Education: In the midst of planning for summer, which usually involves a robust in-person program serving 50 youth, the popular AG Gold summer camp switched to a hybrid program with youth coming to GAGDC only once a week. During the other three days per week, CPS teachers with the assistance of ISU STEP-UP fellows held virtual sessions for kids. Once staff identified families needing technology equipment, as well as those with connectivity issues, GAGDC jumped in to purchase Chromebooks for all those in need and paid for “hot spots” for families without reliable Wi-Fi. As a result, 20 youth participated in summer programming. After-school programming has always been an integral part of GAGDC’s Education programming. Because school remained virtual for CPS students in the fall, new online options were devised such as yoga and stress relief that responded to the needs of parents as well as children. New partnerships were also created, to offer art, literacy, and STEM programs, with “Music to Merit,” “Next Wave Stem,” and other education organizations.
Senior/Housing services: To address the issue of food instability undermining community health across the city, GAGDC hosted “Food Stability Pop-Up” events throughout the summer and continuing throughout the pandemic.
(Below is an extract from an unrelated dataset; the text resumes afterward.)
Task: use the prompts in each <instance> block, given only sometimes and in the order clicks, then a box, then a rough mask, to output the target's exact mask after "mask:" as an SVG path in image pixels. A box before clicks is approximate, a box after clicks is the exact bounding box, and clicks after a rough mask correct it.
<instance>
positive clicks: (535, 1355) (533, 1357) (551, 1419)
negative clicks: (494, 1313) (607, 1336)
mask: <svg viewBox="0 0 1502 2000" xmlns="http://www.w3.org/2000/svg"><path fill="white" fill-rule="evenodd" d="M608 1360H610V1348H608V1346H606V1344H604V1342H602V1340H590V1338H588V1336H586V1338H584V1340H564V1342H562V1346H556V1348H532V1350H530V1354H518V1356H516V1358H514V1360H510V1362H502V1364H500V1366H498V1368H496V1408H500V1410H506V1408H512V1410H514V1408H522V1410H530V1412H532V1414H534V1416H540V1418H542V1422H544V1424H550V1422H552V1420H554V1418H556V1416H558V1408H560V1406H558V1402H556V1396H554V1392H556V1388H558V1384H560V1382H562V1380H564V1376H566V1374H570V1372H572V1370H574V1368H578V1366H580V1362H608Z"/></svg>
To date, GAGDC has held over 40 pop-ups, and plans to continue as long as there is a community need. A strong partnership with the Greater Chicago Food Depository was established resulting in 125,000 community members receiving an abundance of healthy food at the “pop-up” events, conveniently situated in the former Save-A-Lot parking lot off Halsted and 80thstreet. Delivered meals became another component of the programming. Groups of chefs prepared and dropped off meals at GAGDC. In turn, staff personally delivered 7,000 delicious meals to families. More donations arrived in June when GAGDC secured a giant load of baby products (11 pallets)! Wanting to distribute the resources as quickly as possible, Staff (and their kids) made bags for moms in Auburn Gresham and adjacent communities. Lastly, families impacted by COVID-19 and in financial distress were encouraged to come to the GAGDC office for rental assistance. By the end of 2020, $850,000 of resources were distributed to families and individuals.
Regular check-in phone calls to community members made by staff enables GAGDC to have clarity about persistent risks, dangers and concerns of their residents. As the pandemic continues to sweep through Chicago, particularly ravaging low-income communities of color, worries about safety of the vaccine are expressed. Staff are currently working on how best to promote effective public education about vaccines within their community. Making flyers, talking to people, and mapping out the neighborhood are ongoing tasks for the near future, as well as continued financial and rental assistance.Check-in phone calls also reveal the deep appreciation for the services offered by GAGDC and continue to be a reminder of the impact that community partnerships have on the overall health of neighborhoods.
Illinois State University’s National Center for Urban Education is proud to partner with community-based organizations that stand ready to pivot to support their neighborhoods as new challenges arise.